The eternal covenant between G‑d and His people is formed.

Action (portion: Mishpatim)

Translating the covenant into action, G‑d conveys to Israel laws covering many areas of life, ranging from ownership of slaves to protecting the vulnerable.

Build Me a Home (portions: Terumah, Tetzaveh)

Perhaps as a sign of their renewed relationship, following the sin of the golden calf (see Sin and Forgiveness),1 G‑d commands that Israel build Him a Tabernacle, in which they will worship Him and He will dwell among them. It is to be made of tapestries and hides draped over wooden beams. It shall include an inner room, containing the ark in which the tablets are stored, and an outer room, containing the showbread table, the menorah (lamp) and the incense altar. It is to be surrounded by a courtyard, where there is a laver and a large copper altar for animal sacrifices.

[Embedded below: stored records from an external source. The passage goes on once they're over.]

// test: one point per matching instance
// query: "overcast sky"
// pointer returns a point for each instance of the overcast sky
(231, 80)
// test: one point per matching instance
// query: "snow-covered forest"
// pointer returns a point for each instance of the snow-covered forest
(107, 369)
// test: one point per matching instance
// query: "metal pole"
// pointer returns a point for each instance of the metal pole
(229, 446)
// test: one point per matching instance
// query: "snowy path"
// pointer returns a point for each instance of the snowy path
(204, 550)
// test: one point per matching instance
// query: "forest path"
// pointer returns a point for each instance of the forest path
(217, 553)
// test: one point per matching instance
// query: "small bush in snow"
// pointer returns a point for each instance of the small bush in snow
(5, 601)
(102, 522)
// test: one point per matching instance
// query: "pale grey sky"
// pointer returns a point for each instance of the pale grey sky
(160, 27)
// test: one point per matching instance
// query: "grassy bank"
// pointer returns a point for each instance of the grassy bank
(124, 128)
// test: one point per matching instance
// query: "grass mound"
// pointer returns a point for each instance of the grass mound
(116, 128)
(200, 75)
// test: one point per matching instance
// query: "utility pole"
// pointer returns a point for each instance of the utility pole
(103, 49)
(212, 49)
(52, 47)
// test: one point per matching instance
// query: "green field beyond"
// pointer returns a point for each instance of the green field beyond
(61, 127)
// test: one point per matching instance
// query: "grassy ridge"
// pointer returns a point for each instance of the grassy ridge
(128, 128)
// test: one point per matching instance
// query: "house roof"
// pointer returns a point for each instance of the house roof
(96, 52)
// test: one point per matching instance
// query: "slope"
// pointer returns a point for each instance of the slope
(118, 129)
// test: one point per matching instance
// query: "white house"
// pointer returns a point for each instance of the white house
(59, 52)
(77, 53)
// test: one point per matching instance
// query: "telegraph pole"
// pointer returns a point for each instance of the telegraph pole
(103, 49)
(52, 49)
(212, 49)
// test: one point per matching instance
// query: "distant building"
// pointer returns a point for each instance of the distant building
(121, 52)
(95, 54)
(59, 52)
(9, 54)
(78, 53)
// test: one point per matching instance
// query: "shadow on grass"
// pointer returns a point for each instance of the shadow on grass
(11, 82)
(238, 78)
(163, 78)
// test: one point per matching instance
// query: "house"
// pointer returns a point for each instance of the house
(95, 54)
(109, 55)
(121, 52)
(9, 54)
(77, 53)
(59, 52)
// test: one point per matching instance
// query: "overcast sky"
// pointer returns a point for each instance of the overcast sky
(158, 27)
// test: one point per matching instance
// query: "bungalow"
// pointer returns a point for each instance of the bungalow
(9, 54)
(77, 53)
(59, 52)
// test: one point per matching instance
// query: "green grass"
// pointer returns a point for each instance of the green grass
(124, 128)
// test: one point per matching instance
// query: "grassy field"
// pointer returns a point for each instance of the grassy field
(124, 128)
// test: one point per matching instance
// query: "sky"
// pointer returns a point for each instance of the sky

Sin & Forgiveness (portion: Ki Tisa)

Moses ascends Mt. Sinai for 40 days, after which he is to descend with two tablets bearing the Ten Commandments. The people fear that he will not return, and create and worship a golden calf. Upon seeing what has happened, Moses shatters the tablets on the ground. Moses goes up for another 40 days and pleads with G‑d to forgive His people, and finally, on Yom Kippur, He does.

Tabernacle Is Built (portions: Vayakhel, Pekudei)

The Tabernacle is made, and Moses erects it according to G‑d’s specifications. G‑d’s presence (manifested in a cloud) fills the Tabernacle.

The “Book of Names” begins with a nameless group of slaves, and ends with a G‑dly people, proudly bearing His name, honored to serve Him and make Him a home in this world.